One Anaconda tube is made of around 110 tons of rubber and this is where the technology is likely better than competing wave power devices. The rubber is lighter and cheaper than other wave-exploiting designs, according to John Chaplin, a civil-engineering professor at the University of Southampton.
 
Chaplin told Technology Review earlier this month that even though the technology has only been tested in labs thus far it’s very promising because it is simple and almost maintenance free.

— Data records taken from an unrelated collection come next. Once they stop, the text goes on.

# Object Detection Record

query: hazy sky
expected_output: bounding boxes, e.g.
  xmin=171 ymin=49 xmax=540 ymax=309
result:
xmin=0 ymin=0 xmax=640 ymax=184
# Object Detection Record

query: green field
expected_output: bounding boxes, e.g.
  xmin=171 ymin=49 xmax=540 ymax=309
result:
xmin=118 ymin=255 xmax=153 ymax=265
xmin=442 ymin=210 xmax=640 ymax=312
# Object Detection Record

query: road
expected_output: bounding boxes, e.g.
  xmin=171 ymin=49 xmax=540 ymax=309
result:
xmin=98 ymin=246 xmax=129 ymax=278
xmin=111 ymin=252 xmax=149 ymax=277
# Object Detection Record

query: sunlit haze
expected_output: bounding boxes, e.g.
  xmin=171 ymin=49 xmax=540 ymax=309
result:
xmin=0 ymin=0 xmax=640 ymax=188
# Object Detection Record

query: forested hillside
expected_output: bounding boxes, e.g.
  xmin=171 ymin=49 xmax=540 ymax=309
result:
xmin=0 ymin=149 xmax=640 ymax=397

We don’t really know how Anaconda works in big waves yet, but intuitively, it seems likely that it’s going to be able to survive big waves,” he Chaplin was quoted as saying.
 
The world’s first wave power producer was a Scottish company called Pelamis Wave Power which developed a snakelike projectile off the coast of the Scottish Orkney islands in 2004, feeding power to the grid. The company also runs three 750 kilowatt snakes in Portuguese coastal waters whose metal cylinders weigh 770 ton and are 120m long.
 
North American competors of Checkmate SeaEnergy and Pelamis Wave Power are focusing their efforts also on tidal energy and buoy-type devices. They include Canada’s FinaVera and Ocean Power Technologies of Pennington, NJ. OPT was reportedly testing bobbing buoy-type devices.